Rechtliche Beurteilung
Wie die Generalprokuratur in ihrer zur Wahrung des Gesetzes erhobenen Nichtigkeitsbeschwerde zutreffend aufzeigt, wurde im bezeichneten Verfahren das Gesetz mehrfach verletzt:
Nach dem Anklagegrundsatz setzen die Einleitung und Durchführung eines Hauptverfahrens eine rechtswirksame Anklage voraus (§ 4 Abs 2 StPO).
Tritt die Staatsanwaltschaft vor der Hauptverhandlung oder außerhalb derselben von der Anklage zurück, so ist im Fall eines bereits erklärten Privatbeteiligtenanschlusses nach § 72 Abs 3 StPO vorzugehen, im Übrigen jedoch das Verfahren mit Beschluss einzustellen (11 Os 140/13t; Danek , WK-StPO § 227 Rz 1; Lendl , WK-StPO § 259 Rz 28). Diese - in Ansehung der vom (zurückgezogenen) Strafantrag der Staatsanwaltschaft Wien vom , AZ 125 BAZ 475/11d, erfassten Tatvorwürfe gebotene - Beschlussfassung versäumte das Bezirksgericht Innere Stadt Wien jedoch entgegen der (gemäß § 447 StPO auch im bezirksgerichtlichen Verfahren anzuwendenden) Bestimmung des § 227 Abs 1 letzter Halbsatz StPO.
Bereits der Rücktritt der Staatsanwaltschaft von der Anklage bewirkt indes wenn (wie hier) bis dahin kein Privatbeteiligtenanschluss vorliegt eo ipso die Beendigung des Verfahrens und entfaltet daher unabhängig von der (bloß deklarativ wirkenden) Einstellung des Verfahrens durch das Gericht eine Sperrwirkung (RIS Justiz RS0124396; Danek , WK StPO § 227 Rz 1).

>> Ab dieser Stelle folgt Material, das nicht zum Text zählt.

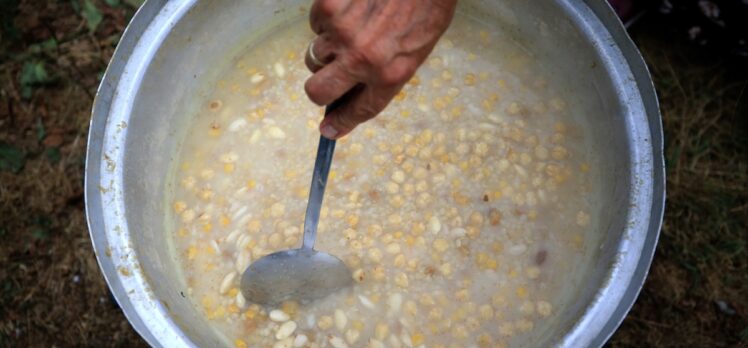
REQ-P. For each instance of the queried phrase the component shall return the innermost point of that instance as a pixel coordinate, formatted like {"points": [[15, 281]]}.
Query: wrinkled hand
{"points": [[370, 48]]}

Im Sinne des Prinzips „ne bis in idem“ hat eine solcherart rechtswirksame Beendigung eines Strafverfahrens zur Folge, dass eine (neue oder weitere) Verfolgung desselben Beschuldigten ohne vorherige formelle Wiederaufnahme gemäß § 352 StPO wegen derselben Tat nicht mehr zulässig ist (Verbot wiederholter Strafverfolgung; § 17 Abs 1 StPO; vgl auch Art 4 7. ZPMRK; RIS Justiz RS0124396; RS0129011; Lewisch , WK StPO Vor §§ 352 bis 363 Rz 40; Birklbauer , WK StPO § 17 Rz 1).
Aufgrund der erwähnten Erklärung der Staatsanwaltschaft Wien, gemäß § 227 Abs 1 StPO von ihrem Strafantrag vom zurückzutreten, standen (schon) der Anklagegrundsatz (§ 4 Abs 2 StPO) und das - in Art 4 7. ZPMRK verfassungsgesetzlich verankerte - Verbot wiederholter Strafverfolgung des § 17 Abs 1 StPO der dennoch auf diesen Strafantrag bezogenen Anberaumung sowie Durchführung der Hauptverhandlung und Urteilsfällung im genannten Verfahren entgegen (12 Os 104/14g).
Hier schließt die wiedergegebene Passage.